The Delaware State Hornets are  the sixteen sports teams representing Delaware State University in Dover, Delaware in intercollegiate athletics, including men and women's basketball, cross country, tennis, and track and field; women's-only bowling, softball, and volleyball; and men's-only baseball. The Hornets complete in NCAA Division I; they have been members of the Mid-Eastern Athletic Conference since 1970. While most teams play in the MEAC, the women's soccer team competes as an independent, the women's equestrian team plays in the ECAC/National Collegiate Equestrian Association, the baseball and women's golf teams compete in the Northeast Conference, and the women's lacrosse team competes in the ASUN Conference.
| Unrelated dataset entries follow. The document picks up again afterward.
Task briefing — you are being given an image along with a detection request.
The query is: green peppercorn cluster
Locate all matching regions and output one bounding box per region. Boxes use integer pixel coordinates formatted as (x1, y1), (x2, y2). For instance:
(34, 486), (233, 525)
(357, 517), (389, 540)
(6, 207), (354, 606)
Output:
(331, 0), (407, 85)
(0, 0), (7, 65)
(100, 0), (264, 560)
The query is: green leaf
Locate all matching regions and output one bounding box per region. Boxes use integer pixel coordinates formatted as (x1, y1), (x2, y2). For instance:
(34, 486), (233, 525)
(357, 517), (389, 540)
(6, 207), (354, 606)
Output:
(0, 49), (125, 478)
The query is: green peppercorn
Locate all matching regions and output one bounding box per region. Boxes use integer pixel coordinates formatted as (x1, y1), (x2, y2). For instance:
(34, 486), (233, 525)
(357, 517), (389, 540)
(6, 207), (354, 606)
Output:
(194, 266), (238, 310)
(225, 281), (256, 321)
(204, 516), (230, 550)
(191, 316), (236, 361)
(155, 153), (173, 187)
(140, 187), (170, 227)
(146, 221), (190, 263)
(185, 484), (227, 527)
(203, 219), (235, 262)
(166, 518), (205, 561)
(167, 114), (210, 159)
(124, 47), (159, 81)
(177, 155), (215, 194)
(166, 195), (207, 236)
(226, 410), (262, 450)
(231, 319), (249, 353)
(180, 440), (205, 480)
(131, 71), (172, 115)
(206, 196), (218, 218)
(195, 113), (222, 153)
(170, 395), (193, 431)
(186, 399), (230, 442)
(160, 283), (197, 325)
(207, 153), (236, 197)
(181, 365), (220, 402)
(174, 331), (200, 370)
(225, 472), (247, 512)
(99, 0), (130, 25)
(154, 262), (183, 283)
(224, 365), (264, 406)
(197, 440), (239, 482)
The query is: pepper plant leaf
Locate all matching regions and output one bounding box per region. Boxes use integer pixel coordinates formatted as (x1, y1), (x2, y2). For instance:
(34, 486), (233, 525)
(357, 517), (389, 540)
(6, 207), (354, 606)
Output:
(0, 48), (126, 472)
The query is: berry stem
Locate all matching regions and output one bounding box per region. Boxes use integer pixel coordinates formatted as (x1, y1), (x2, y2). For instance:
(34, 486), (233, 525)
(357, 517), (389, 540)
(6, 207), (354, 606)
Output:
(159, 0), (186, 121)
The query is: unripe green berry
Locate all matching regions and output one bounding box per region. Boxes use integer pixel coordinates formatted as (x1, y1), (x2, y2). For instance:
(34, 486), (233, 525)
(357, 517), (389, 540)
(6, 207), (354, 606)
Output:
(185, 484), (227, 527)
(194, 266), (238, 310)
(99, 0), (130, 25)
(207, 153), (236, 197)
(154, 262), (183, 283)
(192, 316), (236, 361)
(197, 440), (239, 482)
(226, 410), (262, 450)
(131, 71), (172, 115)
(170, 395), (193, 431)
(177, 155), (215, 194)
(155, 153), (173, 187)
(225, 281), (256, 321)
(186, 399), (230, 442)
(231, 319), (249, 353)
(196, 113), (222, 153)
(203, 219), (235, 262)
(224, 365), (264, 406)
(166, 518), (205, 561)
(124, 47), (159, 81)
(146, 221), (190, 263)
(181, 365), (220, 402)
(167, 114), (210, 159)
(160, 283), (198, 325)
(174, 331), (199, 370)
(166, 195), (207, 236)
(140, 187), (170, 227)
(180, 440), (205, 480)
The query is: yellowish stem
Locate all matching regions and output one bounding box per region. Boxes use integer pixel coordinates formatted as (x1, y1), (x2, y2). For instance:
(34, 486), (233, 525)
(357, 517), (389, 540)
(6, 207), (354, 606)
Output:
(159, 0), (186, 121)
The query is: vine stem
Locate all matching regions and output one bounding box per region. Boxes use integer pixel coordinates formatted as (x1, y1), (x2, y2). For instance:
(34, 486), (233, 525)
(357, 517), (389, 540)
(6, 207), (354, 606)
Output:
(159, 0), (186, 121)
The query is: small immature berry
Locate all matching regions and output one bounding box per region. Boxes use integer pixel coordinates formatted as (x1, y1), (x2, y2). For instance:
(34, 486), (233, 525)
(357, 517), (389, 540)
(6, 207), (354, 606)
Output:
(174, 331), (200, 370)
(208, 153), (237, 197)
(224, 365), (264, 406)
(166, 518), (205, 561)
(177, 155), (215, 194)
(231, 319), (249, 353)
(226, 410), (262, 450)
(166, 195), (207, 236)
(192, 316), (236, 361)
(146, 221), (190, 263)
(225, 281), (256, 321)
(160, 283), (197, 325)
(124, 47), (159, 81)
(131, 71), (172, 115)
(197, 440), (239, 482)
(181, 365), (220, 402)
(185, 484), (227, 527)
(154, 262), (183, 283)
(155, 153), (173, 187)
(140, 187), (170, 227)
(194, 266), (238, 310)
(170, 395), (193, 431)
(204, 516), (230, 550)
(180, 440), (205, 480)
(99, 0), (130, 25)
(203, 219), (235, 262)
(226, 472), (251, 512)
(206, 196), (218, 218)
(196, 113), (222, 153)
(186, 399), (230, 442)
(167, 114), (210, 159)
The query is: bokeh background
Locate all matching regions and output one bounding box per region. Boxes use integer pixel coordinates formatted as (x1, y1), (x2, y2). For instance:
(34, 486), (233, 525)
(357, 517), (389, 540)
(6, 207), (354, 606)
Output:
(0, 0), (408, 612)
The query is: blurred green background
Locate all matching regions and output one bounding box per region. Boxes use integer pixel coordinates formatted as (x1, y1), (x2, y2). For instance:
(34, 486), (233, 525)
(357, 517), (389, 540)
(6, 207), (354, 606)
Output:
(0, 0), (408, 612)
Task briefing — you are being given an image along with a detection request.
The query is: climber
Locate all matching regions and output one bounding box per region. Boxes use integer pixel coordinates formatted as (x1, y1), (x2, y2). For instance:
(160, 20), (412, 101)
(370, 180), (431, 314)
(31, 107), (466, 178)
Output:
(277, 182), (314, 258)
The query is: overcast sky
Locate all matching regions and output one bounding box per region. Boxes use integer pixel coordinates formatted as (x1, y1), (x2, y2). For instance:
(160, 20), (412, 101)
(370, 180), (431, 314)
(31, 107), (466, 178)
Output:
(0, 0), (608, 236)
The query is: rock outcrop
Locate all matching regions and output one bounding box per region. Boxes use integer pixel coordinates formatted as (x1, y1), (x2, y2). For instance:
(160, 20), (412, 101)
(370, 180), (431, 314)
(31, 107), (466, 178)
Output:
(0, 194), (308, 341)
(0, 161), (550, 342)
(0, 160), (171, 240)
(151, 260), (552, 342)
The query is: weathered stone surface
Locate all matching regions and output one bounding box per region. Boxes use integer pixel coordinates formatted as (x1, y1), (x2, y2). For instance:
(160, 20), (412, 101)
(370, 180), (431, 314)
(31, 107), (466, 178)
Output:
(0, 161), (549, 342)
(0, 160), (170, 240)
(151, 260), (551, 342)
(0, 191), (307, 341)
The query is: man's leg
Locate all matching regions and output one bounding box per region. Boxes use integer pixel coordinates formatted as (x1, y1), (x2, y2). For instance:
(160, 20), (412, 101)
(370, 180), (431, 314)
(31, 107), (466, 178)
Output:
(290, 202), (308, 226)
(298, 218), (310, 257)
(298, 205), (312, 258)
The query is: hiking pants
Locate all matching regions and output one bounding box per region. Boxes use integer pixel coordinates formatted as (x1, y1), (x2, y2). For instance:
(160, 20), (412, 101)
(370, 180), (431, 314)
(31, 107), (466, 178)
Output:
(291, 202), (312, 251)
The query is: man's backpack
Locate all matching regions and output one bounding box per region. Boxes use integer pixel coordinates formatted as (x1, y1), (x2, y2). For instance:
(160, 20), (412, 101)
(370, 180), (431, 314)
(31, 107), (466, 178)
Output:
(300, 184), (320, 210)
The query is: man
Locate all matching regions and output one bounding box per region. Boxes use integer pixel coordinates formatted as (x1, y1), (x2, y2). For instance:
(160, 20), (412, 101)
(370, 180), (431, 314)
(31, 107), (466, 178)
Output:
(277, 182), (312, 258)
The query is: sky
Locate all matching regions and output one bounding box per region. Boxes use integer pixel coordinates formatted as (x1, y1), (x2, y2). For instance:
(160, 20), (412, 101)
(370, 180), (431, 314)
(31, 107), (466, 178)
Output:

The university's Department of Intramural Sports provides a wide variety of quality recreational programs for students, faculty and staff.

Teams
A member of the Mid-Eastern Athletic Conference (MEAC), Delaware State sponsors teams in six men's and twelve women's NCAA sanctioned sports.

Basketball
The university has both men's and women's basketball teams.

Its men's basketball team won the 2005 MEAC championship and earned a berth in the 2005 NCAA tournament. Playing as a sixteen-seed, the Hornets lost 57–46 in the opening round to one-seed Duke University. The Hornets also have made back to back National Invitation Tournament appearances in 2006 and 2007.

The women's basketball team won the 2006 MEAC championship and earned a berth in the 2006 NCAA tournament. Playing as a fifteen-seed, the Lady Hornets kept the game close down by only three until nine minutes remained in the game, but lost 62–47 in the opening round to two-seed Vanderbilt University.